According to the May 2006 issue of Hotel Management Magazine, his firm was ranked #8 amongst the "top 70 design firms". His accomplishments have been recognized in "Who's Who in America" and "Who's Who in the World."

== Early life==
Thalden was born on July 5, 1942, and grew up in Chicago, Illinois. His mother was a well-known Chicago artist and his father owned an electrical supply store. He attended the University of Illinois, earning degrees in both Architecture and Engineering and then attended the University of Michigan for Master Degrees in both Architecture and in Natural Resources and Planning. Subsequently, he had post-graduate business courses at Saint Louis University and Washington University in St. Louis.

==Career==
After working for various architectural firms, he founded his own firm in 1971. Originally Saunders – Thalden Associates, it later became Thalden Boyd Emery Architects (TBE). He has been the architect for several famous projects including Buffalo Thunder Resort in Santa Fe, New Mexico, Morongo Casino Resort & Spa in Palm Springs, California, Hard Rock Casino Resort in Tulsa, Oklahoma, the National Bowling Hall of Fame and Museum in St. Louis, and renovations at Caesars Palace and the Four Seasons Resort in Las Vegas.

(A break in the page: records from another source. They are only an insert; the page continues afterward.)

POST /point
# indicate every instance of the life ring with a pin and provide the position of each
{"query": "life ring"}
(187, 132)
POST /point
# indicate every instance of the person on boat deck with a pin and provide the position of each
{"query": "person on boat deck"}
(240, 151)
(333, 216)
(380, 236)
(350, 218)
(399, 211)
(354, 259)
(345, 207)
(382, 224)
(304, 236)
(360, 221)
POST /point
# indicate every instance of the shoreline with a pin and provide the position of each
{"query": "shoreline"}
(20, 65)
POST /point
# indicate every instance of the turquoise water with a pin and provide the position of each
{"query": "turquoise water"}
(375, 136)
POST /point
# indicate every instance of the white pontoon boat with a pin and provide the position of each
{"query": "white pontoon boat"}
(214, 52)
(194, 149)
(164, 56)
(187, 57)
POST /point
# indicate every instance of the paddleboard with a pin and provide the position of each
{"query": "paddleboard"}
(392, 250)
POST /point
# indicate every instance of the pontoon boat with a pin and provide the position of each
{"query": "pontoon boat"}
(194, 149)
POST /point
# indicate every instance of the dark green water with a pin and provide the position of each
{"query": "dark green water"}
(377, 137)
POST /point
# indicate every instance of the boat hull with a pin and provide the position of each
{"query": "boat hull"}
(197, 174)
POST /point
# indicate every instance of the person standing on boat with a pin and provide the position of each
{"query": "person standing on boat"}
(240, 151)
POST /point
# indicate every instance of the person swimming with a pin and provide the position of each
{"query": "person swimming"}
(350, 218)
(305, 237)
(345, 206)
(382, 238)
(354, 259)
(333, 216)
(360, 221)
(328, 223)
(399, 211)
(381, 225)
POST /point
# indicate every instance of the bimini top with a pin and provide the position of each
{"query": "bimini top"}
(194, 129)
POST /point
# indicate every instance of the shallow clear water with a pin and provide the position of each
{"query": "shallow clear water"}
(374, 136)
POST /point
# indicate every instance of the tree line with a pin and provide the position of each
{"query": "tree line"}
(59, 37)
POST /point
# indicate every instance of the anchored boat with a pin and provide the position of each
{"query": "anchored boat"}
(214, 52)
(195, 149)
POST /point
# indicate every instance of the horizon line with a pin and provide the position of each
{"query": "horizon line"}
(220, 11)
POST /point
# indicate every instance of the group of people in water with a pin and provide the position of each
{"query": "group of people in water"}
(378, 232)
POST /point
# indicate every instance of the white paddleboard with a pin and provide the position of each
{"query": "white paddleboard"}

In addition to architecture, Thalden has also worked as an artist, and as a real estate developer of shopping centers, retirement centers and office buildings. He has authored more than 40 feature articles in professional journals and has been a speaker at numerous national conferences. He has served on the board of directors of the Arts & Education Council of Greater St. Louis and on the Board of Trustees of the Las Vegas Art Museum.

Thalden is a member of the American Institute of Architects and was elected as a Fellow in the American Society of Landscape Architects, after serving as its national vice president (1984–86).

== Personal life ==
Thalden and his wife have supported many community projects in Ashland, Oregon.
He currently serves on the Board of Trustees of Southern Oregon University.